Why do Americans worker harder with longer hours than in other developed countries? And why is America’s income inequality the worst in the developed world?
Both questions can be quickly encapsulated by NY Times’ columnists Bret Stephens and Gail Collins in a back and forth Q&A opinion column.
To Gail Collins question whether Stephens was still enthusiastic about Joe Biden’s big spending initiatives, he said he liked most of them, but:
“…the program I most oppose is the child tax credit, which sounds like liberal nirvana but would be difficult to administer and has no work requirements, which effectively reverses the gains the country made after Bill Clinton’s welfare reform. I’m also not too fond of the huge Medicare expansion, another noble-sounding effort that will further push a financially strained program toward insolvency.”
Stephens in this case repeats the conservative mantra that government-paid benefits strain the taxpayers’ coffers, and discourage work. But in reality, he is parroting conservatives’ opposition to any public spending that grows government programs, which is the reason Americans have been deprived of the welfare benefits of other developed countries—e.g., universal health care, paid family leave, a livable minimum wage, and nationally mandated paid vacations.
Denmark is probably the best example of what modern technology has enabled to ease the workloads of working folk, with its $20 per hour minimum wage and 33-hour average work week.
Whereas, according to NY Times guest columnist Bryce Covert, “Prepandemic, nearly a third of Americans clocked 45 hours or more every week, with around 8 million putting in 60 or more. While Europeans have decreased their work hours by about 30 percent over the past half century, ours have steadily increased.”
There is no secret where the increased wealth generated by modern technology has gone in the US; to the owners of capital—stock holders, CEOs, and financial entities that hold their debt—rather than wage-earning employees.
Why? It has been outright wage suppression since the 1980s, at least, as the Federal Reserve under Paul Volcker fought any form of incipient inflation by tightening credit, which largely suppressed wage growth while Big Business began its lobbying campaigns to enact anti-labor legislation that weakened unions’ collective bargaining efforts.
Much of the anti-government rhetoric came under the guise that government was less efficient in producing overall wealth than the private sector. The pandemic is also bringing another problem to light that requires more government oversight—more work from home in an expanded ‘gig’ economy.
Steven Hill in an article for Project Syndicate, says “According to an April 2020 survey in the United States, 74% of companies are planning to “shift some employees to remote work permanently.” Similarly, a May 2020 analysis by researchers at the Federal Reserve Bank of Atlanta found that companies expect the share of working days spent at home to increase threefold, with many employees operating remotely 1-3 days per week.”

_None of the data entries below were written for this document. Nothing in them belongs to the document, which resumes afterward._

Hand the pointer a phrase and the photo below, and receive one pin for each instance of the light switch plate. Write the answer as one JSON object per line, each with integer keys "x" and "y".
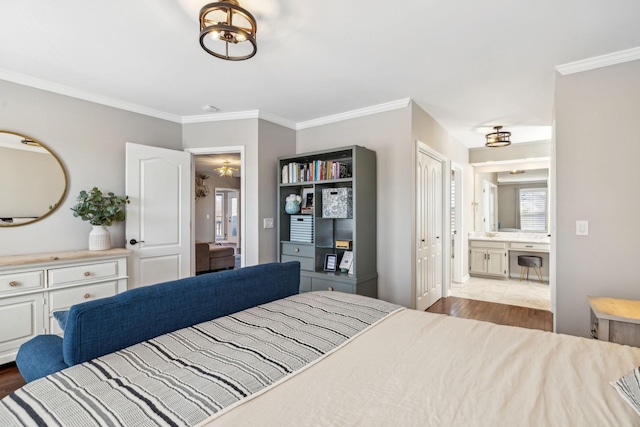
{"x": 582, "y": 228}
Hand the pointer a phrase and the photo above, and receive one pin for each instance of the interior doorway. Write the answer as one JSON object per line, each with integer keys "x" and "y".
{"x": 429, "y": 227}
{"x": 227, "y": 210}
{"x": 219, "y": 216}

Working from home or other sites away from the office will hurt employees in so many ways without a government that clearly defines these new working conditions—because it blurs the line between regularly employed workers with clearly defined benefits and independent contractors that must provide their own safety net (e.g., healthcare, hours worked), for starters.

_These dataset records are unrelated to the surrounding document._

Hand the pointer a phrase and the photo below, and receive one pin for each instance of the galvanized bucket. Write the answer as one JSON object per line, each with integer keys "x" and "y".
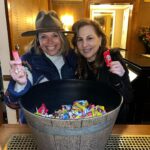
{"x": 81, "y": 134}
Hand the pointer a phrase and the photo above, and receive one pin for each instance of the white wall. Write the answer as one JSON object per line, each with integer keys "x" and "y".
{"x": 5, "y": 56}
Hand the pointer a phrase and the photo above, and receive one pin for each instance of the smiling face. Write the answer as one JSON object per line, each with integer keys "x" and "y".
{"x": 50, "y": 43}
{"x": 88, "y": 42}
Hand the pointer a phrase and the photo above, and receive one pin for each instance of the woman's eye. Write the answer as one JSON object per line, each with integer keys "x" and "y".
{"x": 43, "y": 37}
{"x": 78, "y": 40}
{"x": 55, "y": 35}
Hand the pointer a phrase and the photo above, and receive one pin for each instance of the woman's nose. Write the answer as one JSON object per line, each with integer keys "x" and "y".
{"x": 84, "y": 44}
{"x": 49, "y": 39}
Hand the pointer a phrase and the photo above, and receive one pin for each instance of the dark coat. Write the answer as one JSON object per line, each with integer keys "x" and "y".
{"x": 40, "y": 67}
{"x": 121, "y": 84}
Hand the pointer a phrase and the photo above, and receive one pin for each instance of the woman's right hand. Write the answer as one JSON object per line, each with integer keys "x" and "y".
{"x": 18, "y": 72}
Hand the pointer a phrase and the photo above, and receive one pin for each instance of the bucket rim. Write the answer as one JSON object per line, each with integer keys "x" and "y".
{"x": 73, "y": 120}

What does all this ultimately lead to? More work will be performed by algorithms and robots, of course, which can easily be trained to perform repetitive, predictable tasks.
“Historically, researchers have found that automation is adopted faster during economic downturns, and the COVID-19 recession was no exception. At the height of the crisis in advanced economies, the bots appeared to be making major advances,” says Hill.

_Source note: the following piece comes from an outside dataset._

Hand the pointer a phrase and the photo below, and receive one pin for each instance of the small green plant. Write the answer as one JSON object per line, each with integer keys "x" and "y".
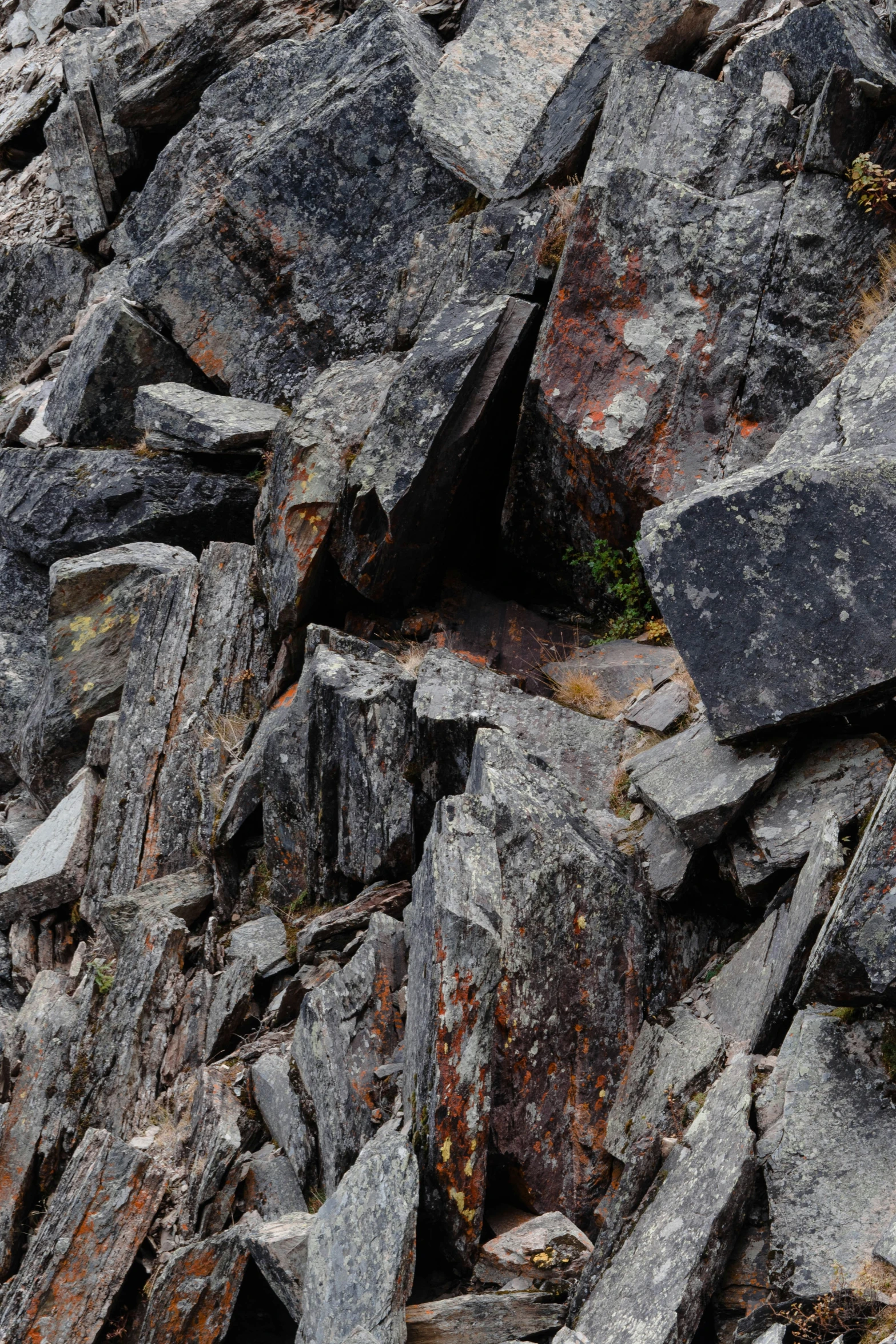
{"x": 872, "y": 186}
{"x": 620, "y": 574}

“The net effect of this technological adoption over time will be to render more humans obsolete. Yes, some experts predict that new jobs will be created to service the robots and artificial-intelligence (AI) systems. But whether those jobs will be as numerous, pay as much, or be of the same quality as previous jobs remain open questions.“
So we have it in a nutshell. America will have to find new ways to benefit workers in this new economy, as other developed countries are doing—i.e., with the help of their governments working for them, rather than for Big Business.